12/06/2019 par w@z@06 2
Corkin a ajouté que dans de nombreux cas, "ce sont les gouvernements africains qui se rendent en Chine pour solliciter ces prêts et ils en négocient les conditions". Si certains ont à l’esprit l’intérêt national et le bien-être des citoyens, d’autres se préoccupent simplement de leurs propres avantages. La responsabilité du développement d'un pays ne peut pas être constamment confiée à des acteurs externes, a déclaré Corkin. Les prêts chinois financeront souvent des projets que les prêteurs occidentaux ne sont pas disposés à soutenir.

Relations troublées

La Sierra Leone a été le premier pays africain à tirer le frein à main. En octobre 2018, le ministre de l'Aviation de la Sierra Leone, Kabineh Kallon, a annoncé l'annulation d'un accord avec la Chine visant à financer la construction d'un nouvel aéroport. La Chine avait accepté un prêt et des services de travaux de construction connexes pour un montant de 318 millions de dollars.

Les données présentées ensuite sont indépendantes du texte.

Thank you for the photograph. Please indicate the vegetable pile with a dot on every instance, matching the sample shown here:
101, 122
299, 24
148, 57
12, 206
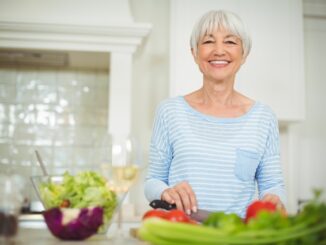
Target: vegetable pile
84, 190
264, 226
73, 224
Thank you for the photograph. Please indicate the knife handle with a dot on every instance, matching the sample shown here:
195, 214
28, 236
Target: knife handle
162, 204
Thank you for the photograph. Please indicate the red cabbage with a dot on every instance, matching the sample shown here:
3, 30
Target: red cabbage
83, 226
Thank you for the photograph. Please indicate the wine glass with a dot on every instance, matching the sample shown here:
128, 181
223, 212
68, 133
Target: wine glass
120, 164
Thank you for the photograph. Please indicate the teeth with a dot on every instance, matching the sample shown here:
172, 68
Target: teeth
219, 62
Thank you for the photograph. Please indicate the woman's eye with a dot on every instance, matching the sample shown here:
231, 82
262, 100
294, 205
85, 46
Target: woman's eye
207, 41
230, 42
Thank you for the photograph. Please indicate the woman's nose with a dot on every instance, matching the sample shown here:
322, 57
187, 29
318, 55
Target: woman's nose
219, 50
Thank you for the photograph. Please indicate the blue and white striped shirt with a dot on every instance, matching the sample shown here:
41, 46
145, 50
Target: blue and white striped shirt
221, 158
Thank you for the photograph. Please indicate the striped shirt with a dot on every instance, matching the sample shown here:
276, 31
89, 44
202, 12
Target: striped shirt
221, 158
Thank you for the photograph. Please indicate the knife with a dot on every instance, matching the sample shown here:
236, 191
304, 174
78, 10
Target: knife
199, 216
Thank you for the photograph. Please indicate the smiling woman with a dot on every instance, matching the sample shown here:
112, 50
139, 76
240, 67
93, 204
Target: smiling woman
210, 147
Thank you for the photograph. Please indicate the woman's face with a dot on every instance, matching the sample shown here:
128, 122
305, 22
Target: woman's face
219, 55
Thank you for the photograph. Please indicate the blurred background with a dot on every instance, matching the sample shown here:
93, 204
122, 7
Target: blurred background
70, 71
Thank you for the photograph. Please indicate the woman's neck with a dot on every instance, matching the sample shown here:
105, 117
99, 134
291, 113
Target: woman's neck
222, 94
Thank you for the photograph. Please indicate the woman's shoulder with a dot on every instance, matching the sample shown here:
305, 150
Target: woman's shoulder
170, 103
264, 111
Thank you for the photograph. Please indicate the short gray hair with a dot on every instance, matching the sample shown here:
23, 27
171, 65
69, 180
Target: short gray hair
215, 19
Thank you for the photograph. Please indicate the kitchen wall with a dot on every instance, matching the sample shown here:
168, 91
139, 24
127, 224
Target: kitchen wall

Initialement, la volonté de la Chine d'ouvrir des lignes de crédit pour l'Afrique a suscité un énorme enthousiasme sur le continent. Mais la coopération ne fonctionne pas toujours sans heurts, a déclaré Corkin. "Nous connaissons tous les tensions entre les travailleurs chinois et les Africains dans les différents pays où les projets n'ont pas si bien fonctionné." Bien que la politique de crédit de la Chine en Afrique présente certains aspects positifs, elle comporte également des inconvénients. Un exemple en est un accord entre la Chine et la RD Congo qui permet aux investisseurs chinois de choisir librement leurs fournisseurs et leurs travailleurs - sans obligation d'embaucher des Congolais.
12/06/2019 par w@z@06 2
La Chine n'est pas le seul acteur international sur les marchés africains. "Il est important d'examiner efficacement le rôle joué par la Chine dans les pays africains dans le contexte de ce que d'autres acteurs font également en Afrique. Sinon, il y a un danger de distinguer la Chine alors qu'il y a beaucoup de choses que d'autres pays faire, sont très, très similaires ", a prévenu Corkin. Avec 54 milliards de dollars d’investissements étrangers directs, les États-Unis sont le plus gros investisseur en Afrique. On estime que 600 sociétés américaines sont présentes uniquement en Afrique du Sud, dont certaines parmi les plus grandes.

L'Union européenne (UE) est le principal partenaire commercial de l'Afrique et représente 36% de toutes les exportations. Lors du cinquième sommet UE-Afrique à Abidjan en 2017, l'UE s'est engagée à mobiliser plus de 54 milliards de dollars d'investissements "durables" pour l'Afrique à l'horizon 2020 - une décision prise en 2018 par le président Xi, qui a annoncé des prêts supplémentaires de 60 milliards de dollars et d'autres financement.

Annalisa Prizzon dit qu'il ne s'agit pas de prêteurs d'argent bons ou mauvais. Il s’agit de permettre aux emprunteurs d’établir si la dette qu’ils contractent en vaut la peine et si le pays peut la garantir. "Je voudrais changer le discours pour donner aux pays les moyens de prendre des décisions éclairées en matière d'emprunt", a déclaré Prizzon.